Why else would the planet still be groaning with violence and evil--even after we learned to "give peace a chance" and "what the world needs now is love" in the 1960s? 


Can it be that evil isn't caused by a lack of information? Or education? Or sanitation?

If we are all so inherently good and peaceful, why are we killing each other, abandoning our children, leaving our marriages, lying and stealing and cheating? Even the people who are trying to be good citizens are prone to laziness, self-deception, and pride. You know we are! Stop shaking your head and admit it!

(Why are my blogs always so cheerful? It's just my little gift to all 12 of you who have read this far:)

So, since most of us aren't struggling with the temptation to commit genocide, let's take it to where we live.

I love the quote from C.S. Lewis' Screwtape Letters where Wormwood receives this advice about how easy it is to trap a human into the sin of pride-fulness,

“Catch him at the moment when he is really poor in spirit and smuggle into his mind the gratifying reflection, ‘By jove! I’m being humble,’ and almost immediately pride - pride at his own humility - will appear. If he awakes to the danger and tries to smother this new form of pride, make him proud of his attempt - and so on.”

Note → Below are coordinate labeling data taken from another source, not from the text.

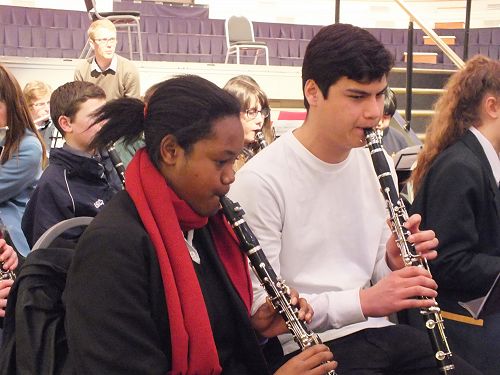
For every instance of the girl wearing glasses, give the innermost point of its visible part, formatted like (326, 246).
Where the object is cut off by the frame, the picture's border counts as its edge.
(22, 155)
(254, 115)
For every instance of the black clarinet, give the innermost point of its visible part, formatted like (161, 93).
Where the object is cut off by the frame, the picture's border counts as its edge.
(261, 140)
(117, 163)
(5, 274)
(398, 216)
(277, 290)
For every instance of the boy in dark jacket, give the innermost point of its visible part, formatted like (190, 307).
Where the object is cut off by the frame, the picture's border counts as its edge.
(78, 180)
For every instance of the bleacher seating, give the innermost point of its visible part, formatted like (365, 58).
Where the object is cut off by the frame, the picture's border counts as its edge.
(187, 34)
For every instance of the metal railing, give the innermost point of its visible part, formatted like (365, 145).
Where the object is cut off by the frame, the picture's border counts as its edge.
(430, 32)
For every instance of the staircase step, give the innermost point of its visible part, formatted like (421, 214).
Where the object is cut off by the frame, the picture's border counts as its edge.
(423, 57)
(448, 39)
(450, 25)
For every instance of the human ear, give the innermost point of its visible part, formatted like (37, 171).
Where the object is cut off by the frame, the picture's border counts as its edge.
(492, 106)
(65, 124)
(311, 91)
(169, 150)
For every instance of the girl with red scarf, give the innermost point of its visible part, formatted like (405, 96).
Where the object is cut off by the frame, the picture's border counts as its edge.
(158, 284)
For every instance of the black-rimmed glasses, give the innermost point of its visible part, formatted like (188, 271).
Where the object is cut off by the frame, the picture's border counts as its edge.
(253, 112)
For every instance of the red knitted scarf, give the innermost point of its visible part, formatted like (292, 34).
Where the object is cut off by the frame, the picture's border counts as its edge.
(165, 216)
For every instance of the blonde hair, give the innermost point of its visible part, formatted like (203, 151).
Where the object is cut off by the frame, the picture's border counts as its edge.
(247, 91)
(457, 110)
(18, 116)
(36, 90)
(100, 24)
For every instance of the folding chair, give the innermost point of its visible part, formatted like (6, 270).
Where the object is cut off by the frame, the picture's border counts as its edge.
(240, 36)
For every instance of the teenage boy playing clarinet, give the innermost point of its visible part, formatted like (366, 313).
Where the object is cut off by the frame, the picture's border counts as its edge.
(78, 180)
(312, 199)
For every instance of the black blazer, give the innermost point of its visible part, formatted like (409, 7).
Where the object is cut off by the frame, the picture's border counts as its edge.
(460, 200)
(116, 313)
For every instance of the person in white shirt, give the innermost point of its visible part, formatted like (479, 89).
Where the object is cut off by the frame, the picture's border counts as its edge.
(313, 200)
(456, 180)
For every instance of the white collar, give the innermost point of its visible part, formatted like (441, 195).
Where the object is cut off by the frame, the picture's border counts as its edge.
(491, 154)
(113, 66)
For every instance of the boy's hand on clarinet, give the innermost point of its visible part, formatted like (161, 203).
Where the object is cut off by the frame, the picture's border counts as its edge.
(8, 256)
(269, 323)
(312, 361)
(5, 286)
(425, 243)
(398, 291)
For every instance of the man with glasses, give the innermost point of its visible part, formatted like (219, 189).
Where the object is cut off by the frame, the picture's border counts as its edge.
(116, 75)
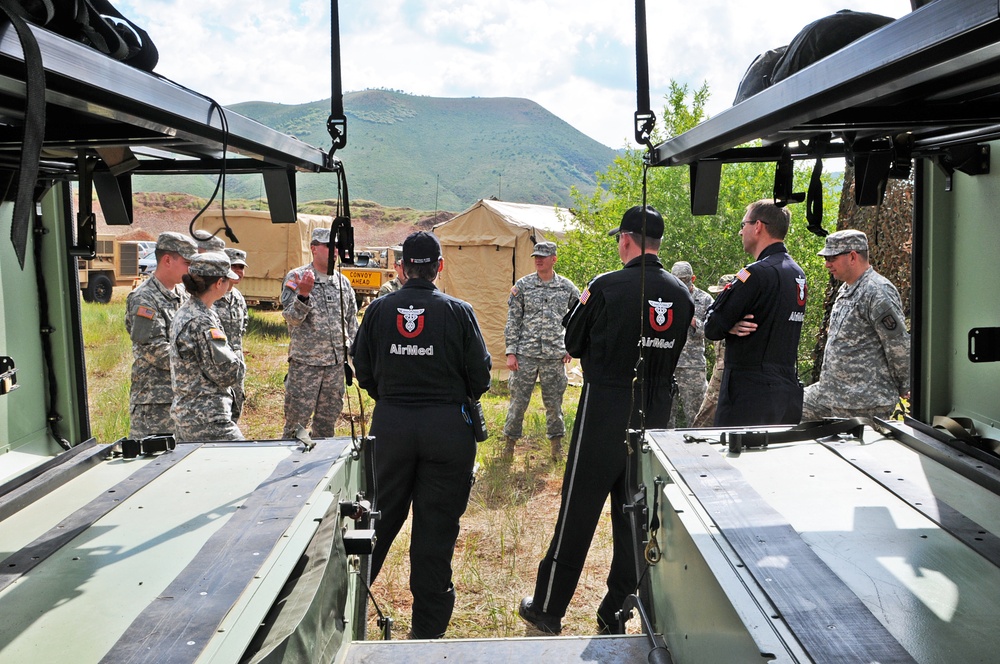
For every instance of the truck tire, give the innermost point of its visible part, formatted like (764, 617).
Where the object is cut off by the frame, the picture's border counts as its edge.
(101, 288)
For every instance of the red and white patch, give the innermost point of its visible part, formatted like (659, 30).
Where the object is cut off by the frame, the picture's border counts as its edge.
(410, 322)
(661, 315)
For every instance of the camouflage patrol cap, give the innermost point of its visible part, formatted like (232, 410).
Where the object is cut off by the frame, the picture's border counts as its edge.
(843, 242)
(236, 256)
(421, 248)
(683, 271)
(724, 281)
(321, 236)
(544, 249)
(212, 264)
(207, 242)
(176, 243)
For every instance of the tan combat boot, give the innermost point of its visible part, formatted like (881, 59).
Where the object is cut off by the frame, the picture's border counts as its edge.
(556, 442)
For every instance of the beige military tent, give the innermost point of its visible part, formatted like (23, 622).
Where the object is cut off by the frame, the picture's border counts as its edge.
(486, 249)
(272, 249)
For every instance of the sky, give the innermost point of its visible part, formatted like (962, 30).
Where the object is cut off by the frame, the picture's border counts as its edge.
(576, 58)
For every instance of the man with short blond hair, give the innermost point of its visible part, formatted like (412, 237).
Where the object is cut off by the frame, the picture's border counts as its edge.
(760, 317)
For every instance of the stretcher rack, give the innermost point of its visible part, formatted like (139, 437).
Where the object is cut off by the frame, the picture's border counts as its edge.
(832, 550)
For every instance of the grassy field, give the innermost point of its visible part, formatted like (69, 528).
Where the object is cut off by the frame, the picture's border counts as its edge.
(505, 530)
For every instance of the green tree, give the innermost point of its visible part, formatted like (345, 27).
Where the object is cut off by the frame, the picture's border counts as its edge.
(710, 243)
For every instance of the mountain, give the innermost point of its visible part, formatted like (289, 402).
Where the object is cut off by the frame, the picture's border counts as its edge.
(427, 153)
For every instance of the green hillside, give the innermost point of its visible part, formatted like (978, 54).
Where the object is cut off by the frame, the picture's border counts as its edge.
(427, 152)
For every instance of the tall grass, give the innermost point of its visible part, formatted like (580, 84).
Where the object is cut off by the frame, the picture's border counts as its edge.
(511, 512)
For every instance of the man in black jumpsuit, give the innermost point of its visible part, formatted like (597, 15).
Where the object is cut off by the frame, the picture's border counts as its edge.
(760, 316)
(418, 353)
(614, 316)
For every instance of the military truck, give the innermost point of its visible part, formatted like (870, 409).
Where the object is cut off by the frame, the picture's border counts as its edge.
(881, 543)
(146, 550)
(373, 267)
(115, 263)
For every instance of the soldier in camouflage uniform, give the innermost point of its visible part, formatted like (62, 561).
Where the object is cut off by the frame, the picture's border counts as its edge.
(535, 346)
(149, 310)
(706, 414)
(322, 316)
(866, 364)
(203, 368)
(690, 371)
(234, 316)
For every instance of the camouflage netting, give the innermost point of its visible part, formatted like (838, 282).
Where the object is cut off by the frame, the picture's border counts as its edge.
(889, 230)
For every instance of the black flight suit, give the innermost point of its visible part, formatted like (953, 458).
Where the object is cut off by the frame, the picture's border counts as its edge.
(603, 330)
(760, 384)
(416, 351)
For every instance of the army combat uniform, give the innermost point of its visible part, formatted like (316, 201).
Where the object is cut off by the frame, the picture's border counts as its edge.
(204, 371)
(866, 364)
(690, 372)
(149, 310)
(232, 311)
(316, 327)
(534, 333)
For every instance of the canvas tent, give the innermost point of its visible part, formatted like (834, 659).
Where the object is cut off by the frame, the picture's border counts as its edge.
(486, 249)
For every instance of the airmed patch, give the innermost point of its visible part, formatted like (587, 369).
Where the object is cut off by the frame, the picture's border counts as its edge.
(661, 314)
(800, 290)
(410, 322)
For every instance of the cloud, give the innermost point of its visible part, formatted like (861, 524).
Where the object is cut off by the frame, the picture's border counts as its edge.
(574, 57)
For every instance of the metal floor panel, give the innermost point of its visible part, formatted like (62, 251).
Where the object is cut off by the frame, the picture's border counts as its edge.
(934, 593)
(75, 604)
(602, 649)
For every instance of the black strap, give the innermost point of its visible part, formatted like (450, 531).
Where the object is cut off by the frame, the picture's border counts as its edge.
(336, 125)
(737, 440)
(34, 129)
(645, 119)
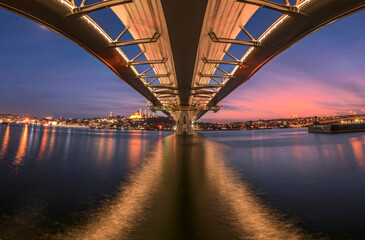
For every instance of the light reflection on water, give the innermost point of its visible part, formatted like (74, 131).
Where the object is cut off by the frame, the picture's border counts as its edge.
(100, 184)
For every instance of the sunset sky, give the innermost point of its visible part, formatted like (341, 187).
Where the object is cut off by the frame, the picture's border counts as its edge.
(43, 73)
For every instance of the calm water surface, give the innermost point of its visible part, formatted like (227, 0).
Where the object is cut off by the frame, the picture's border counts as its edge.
(61, 183)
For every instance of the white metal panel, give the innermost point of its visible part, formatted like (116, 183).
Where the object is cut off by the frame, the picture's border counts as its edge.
(224, 18)
(144, 18)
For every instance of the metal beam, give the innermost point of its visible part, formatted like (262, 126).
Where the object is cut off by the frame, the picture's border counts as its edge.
(153, 76)
(214, 38)
(160, 91)
(274, 6)
(82, 10)
(203, 91)
(167, 86)
(215, 76)
(207, 86)
(153, 39)
(210, 61)
(164, 60)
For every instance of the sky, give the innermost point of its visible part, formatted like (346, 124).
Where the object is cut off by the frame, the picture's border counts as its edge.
(42, 73)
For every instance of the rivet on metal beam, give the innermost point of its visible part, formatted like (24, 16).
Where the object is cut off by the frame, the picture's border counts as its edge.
(214, 38)
(210, 61)
(153, 76)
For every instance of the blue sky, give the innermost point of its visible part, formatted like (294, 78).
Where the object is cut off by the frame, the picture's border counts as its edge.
(43, 73)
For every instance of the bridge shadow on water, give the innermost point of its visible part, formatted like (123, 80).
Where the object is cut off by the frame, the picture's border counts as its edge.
(184, 190)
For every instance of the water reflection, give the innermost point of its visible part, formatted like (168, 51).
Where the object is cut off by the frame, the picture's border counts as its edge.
(5, 142)
(92, 184)
(357, 145)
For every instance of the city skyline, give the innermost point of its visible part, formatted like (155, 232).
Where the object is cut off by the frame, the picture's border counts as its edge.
(57, 77)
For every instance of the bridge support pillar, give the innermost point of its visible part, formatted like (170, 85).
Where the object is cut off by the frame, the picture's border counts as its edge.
(184, 122)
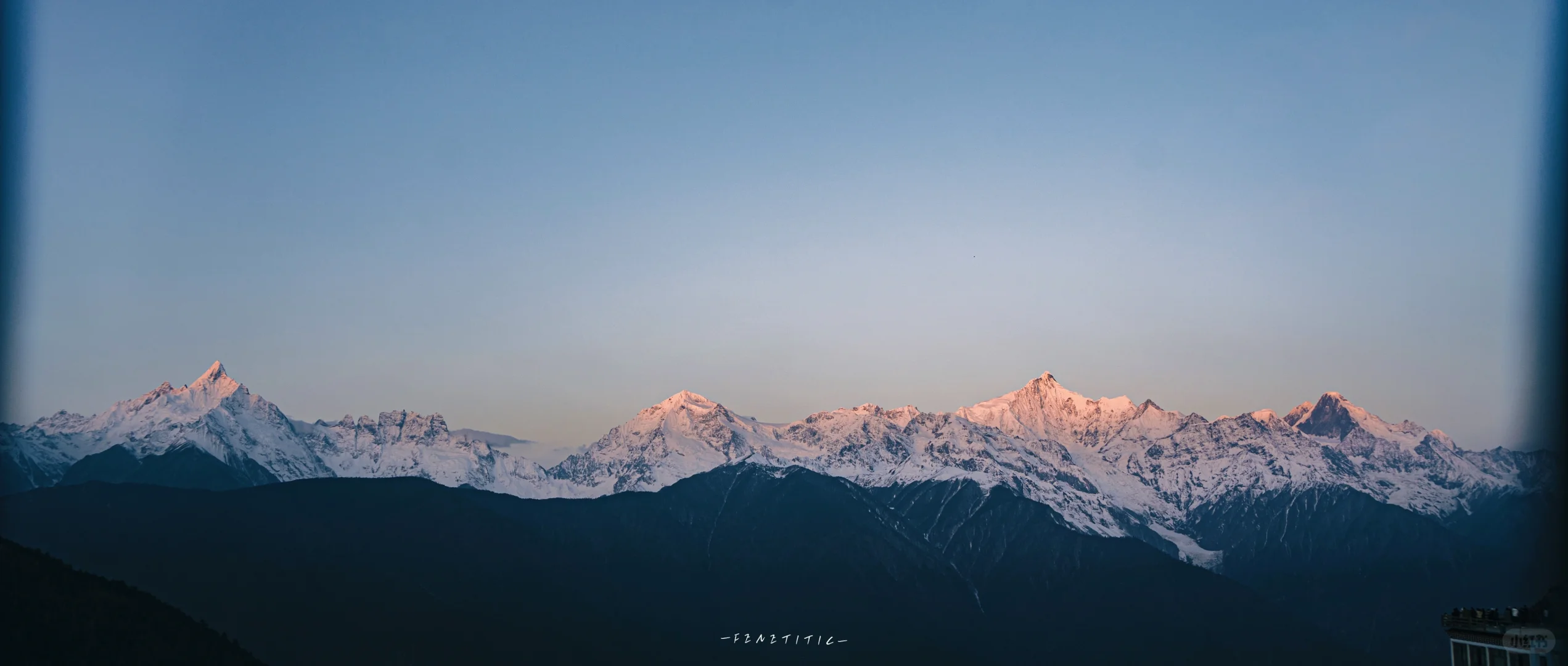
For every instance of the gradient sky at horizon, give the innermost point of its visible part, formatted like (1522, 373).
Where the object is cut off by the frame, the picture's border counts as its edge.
(540, 218)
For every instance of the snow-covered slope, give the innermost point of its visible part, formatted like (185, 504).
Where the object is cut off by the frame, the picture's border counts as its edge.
(214, 413)
(1107, 466)
(226, 421)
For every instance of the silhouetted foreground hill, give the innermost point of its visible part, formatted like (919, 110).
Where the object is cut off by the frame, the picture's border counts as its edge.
(55, 615)
(403, 571)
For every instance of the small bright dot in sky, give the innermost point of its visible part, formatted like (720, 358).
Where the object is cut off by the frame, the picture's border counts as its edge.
(538, 218)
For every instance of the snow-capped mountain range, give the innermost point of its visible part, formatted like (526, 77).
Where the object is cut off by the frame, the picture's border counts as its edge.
(1107, 466)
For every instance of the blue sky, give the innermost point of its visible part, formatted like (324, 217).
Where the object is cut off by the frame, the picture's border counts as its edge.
(541, 218)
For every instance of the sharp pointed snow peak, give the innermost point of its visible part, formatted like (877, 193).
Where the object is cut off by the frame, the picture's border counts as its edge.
(214, 374)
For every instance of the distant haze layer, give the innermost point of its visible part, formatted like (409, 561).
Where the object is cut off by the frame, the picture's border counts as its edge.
(540, 218)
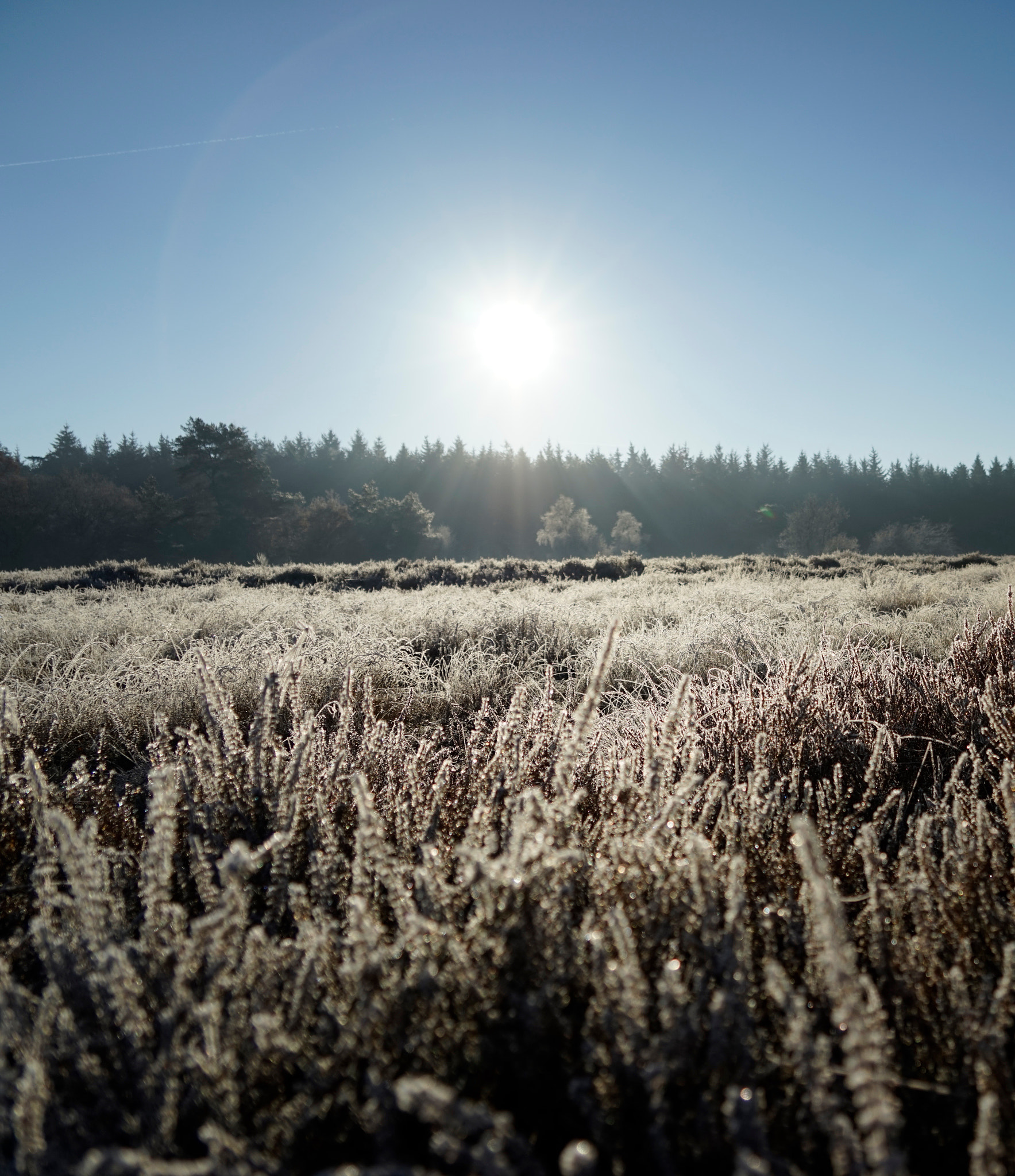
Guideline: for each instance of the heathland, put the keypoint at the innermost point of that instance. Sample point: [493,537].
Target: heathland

Oh, I camp out there sometimes! How often I will do something with a genuine desire to be nice, but then find myself thinking about it later, congratulating myself on the sheer awesomeness of the impulse, and wishing more people had been around to see it. (Am I the only one who does this????)

And how about that self-pity? It blinds us to the needs of those around us and is, at it's core, selfish.

Doing to others as they do to you on the highway, in the check-out lane, at the dinner table? Anyone? Anyone?

So, I (and you) and my children are the same. Same problem. Same cure.

Without rescue from myself, I will ultimately be consumed by self-deception and pride. The pathway to self-satisfaction will be littered with the corpses of the people I will use and discard in my never ending quest for gratification.

No one will ever be good enough. No circumstance, once obtained, will ever satisfy. (Hollywood syndrome) No one's love and sacrifice for me will ever go far enough or deep enough. In my quest to satiate my endless needs, I will create a monster that cannot be pleased with anything.

"Question authority and follow your heart" is the advice that got us kicked out of the garden in the first place, and it hasn't improved any since it's debut, no matter how many pop songs, Disney movies, and self-help gurus try to pretty it up.

I don't want myself or my babies deceived by that same serpent. The flicking tongue of the ultimate destroyer is still here, and I want them to recognize it when they see it--even if it is within.

And THAT is why I spend so much of my school day making my children look at their hearts in addition to their phonics.

Lord willing, they will eventually see their need for a new resident within--a new man. A last Adam to be the antidote to the first.


“For since death came through a man, the resurrection of the dead comes also through a man. For as in Adam all die, so in Christ all will be made alive. . . . The first man Adam became a living being, the last Adam, a life-giving spirit. The first man was of the dust of the earth, the second man from heaven.” (1 Corinthians 15:21–22; 15:45–47).

I need the same thing, and I am grateful for parents who led me to my Deliverer. Yes, I still live with Phat Sandra. But she is, by God's grace, smaller and quieter than when we first met. The duct tape stays on her mouth longer than it used to. And I don't feed her as much.


And although I can urge my children to see themselves through true eyes, that burden is not primarily mine. It will be the Holy Spirit's convicting work that changes their hearts for good, and He is better at it than I could ever be.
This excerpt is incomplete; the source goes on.